Dût l’honorable comte Meeus se fâcher tout rouge, je déclare que si j’avais l’administration des capitaux de l’Etat, ce n’est pas entre les mains d’une banque particulière que j’abandonnerais ces capitaux !…

J’ai dit.

M. Malou - Je crois qu’il est prématuré de discuter en quelle caisse sera placée la réserve, attendu que cette réserve n’existe pas.

Quant au principe en lui-même, plusieurs fois, depuis ces dernières années, j’ai entendu émettre cette idée ; je le vois avec beaucoup de plaisir gagner du terrain. Mais il est nécessaire que nous ne restions pas à cet égard dans les théories. Pour créer une réserve, il faut commencer par l’économie dans les dépenses, quand on ne peut augmenter les impôts. C’est ce que nous avons souvent perdu de vue. Quant à moi, j’ai quelquefois parlé de la nécessité d’une réserve. Mais en présence des faits que j’ai vu poser depuis lors, je regrette que, dans cette session même, pour plusieurs lois de travaux publics, nous nous laissons aller sur la pente si facile, mais si dangereuse, des travaux publics. Sans doute, je désire une réserve ; mais à cet égard, je l’avoue, je ne compte plus que sur la charité ; j’ai perdu la foi et l’espérance.

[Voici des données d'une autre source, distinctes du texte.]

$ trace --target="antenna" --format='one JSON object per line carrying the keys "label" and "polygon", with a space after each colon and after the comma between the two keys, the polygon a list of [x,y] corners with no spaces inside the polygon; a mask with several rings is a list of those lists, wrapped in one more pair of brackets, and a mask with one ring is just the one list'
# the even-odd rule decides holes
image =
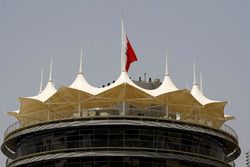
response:
{"label": "antenna", "polygon": [[193,77],[194,77],[194,81],[193,81],[193,85],[197,85],[196,82],[196,68],[195,68],[195,60],[193,60]]}
{"label": "antenna", "polygon": [[168,49],[166,48],[166,74],[165,75],[169,75],[169,71],[168,71]]}
{"label": "antenna", "polygon": [[200,89],[201,89],[201,92],[203,92],[203,88],[202,88],[202,71],[200,71]]}
{"label": "antenna", "polygon": [[53,60],[52,57],[50,59],[50,69],[49,69],[49,82],[53,82],[52,80],[52,68],[53,68]]}

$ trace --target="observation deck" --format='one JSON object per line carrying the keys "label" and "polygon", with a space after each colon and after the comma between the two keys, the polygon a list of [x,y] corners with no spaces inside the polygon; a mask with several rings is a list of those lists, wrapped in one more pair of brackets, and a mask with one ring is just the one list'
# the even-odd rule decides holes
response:
{"label": "observation deck", "polygon": [[225,124],[216,129],[199,121],[182,121],[180,113],[169,111],[166,115],[165,110],[121,113],[115,108],[92,108],[70,118],[34,121],[26,126],[14,123],[6,130],[1,148],[11,157],[6,166],[70,157],[92,163],[100,156],[112,164],[110,157],[125,161],[131,154],[138,162],[151,157],[173,163],[178,159],[182,164],[232,166],[240,154],[237,134]]}

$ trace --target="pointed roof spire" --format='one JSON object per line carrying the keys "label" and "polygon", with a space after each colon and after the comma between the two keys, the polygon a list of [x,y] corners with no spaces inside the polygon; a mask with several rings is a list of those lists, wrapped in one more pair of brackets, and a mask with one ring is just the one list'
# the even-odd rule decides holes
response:
{"label": "pointed roof spire", "polygon": [[166,74],[165,75],[169,75],[169,71],[168,71],[168,49],[166,48]]}
{"label": "pointed roof spire", "polygon": [[196,82],[196,68],[195,68],[195,60],[193,60],[193,77],[194,77],[194,80],[193,80],[193,85],[197,85],[197,82]]}
{"label": "pointed roof spire", "polygon": [[39,93],[43,91],[43,68],[41,69],[41,81],[40,81],[40,90]]}
{"label": "pointed roof spire", "polygon": [[53,60],[52,57],[50,59],[50,69],[49,69],[49,82],[53,82],[52,80],[52,68],[53,68]]}
{"label": "pointed roof spire", "polygon": [[200,71],[200,89],[201,89],[201,92],[203,92],[203,88],[202,88],[202,71]]}
{"label": "pointed roof spire", "polygon": [[78,74],[82,74],[83,73],[83,70],[82,70],[82,61],[83,61],[83,48],[81,47],[80,65],[79,65],[79,72],[78,72]]}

La deuxième question, messieurs, sur laquelle je demande la permission d’ajouter un mot, se rattache à la définition du caractère même du projet.

Quant à moi, j’adopte entièrement la définition qui a été donné par l’honorable M. de Brouckère. La loi est essentiellement par elle-même un maximum. Tant que le gouvernement reste dans ce maximum, aucun reproche ne peut lui être fait ; il vient déclarer, sous sa responsabilité, qu’il est dans la nécessité d’aller jusqu’au maximum.

Mais, messieurs, ne disons pas qu’il y aura abus lorsque le gouvernement n’atteindra pas le maximum. Les circonstances peuvent changer ; elles peuvent être telles que le gouvernement, auquel appartiendra toujours la responsabilité, parce que l’action lui apparient, vienne lui-même vous dire : Je puis rester au-dessous des cadres. Peut-être même viendra-t-il vous dire : Il m’est impossible de ne pas rester au-dessous des cadres.

La loi d’organisation, d’après la manière dont elle est rédigée, messieurs, ne faut nullement obstacle à cela. En ce sens, je ne vois aucune différence ni aucune contradiction entre l’opinion exprimée par M. le ministre de la guerre et l’opinion de l’honorable M. d’Huart. M. le ministre de la guerre vous a dit qu’il atteindrait le maximum ; mais il ne vous a pas dit qu’il se croirait obligé de maintenir toujours ce maximum.

C’est un point important sur lequel je crois que nous pourrions être fixés.

- Personne ne demandant plus la parole, la discussion générale est close.

Discussion des articles

Cadre des officiers de l'infanterie

M. le président – La section centrale, comme vous avez pu le voir par le rapport que vous a présenté le prince de Chimay, a commencé l’examen des articles par l’infanterie. Si la chambre n’y voit pas d’obstacle, nous adopterons la même marche.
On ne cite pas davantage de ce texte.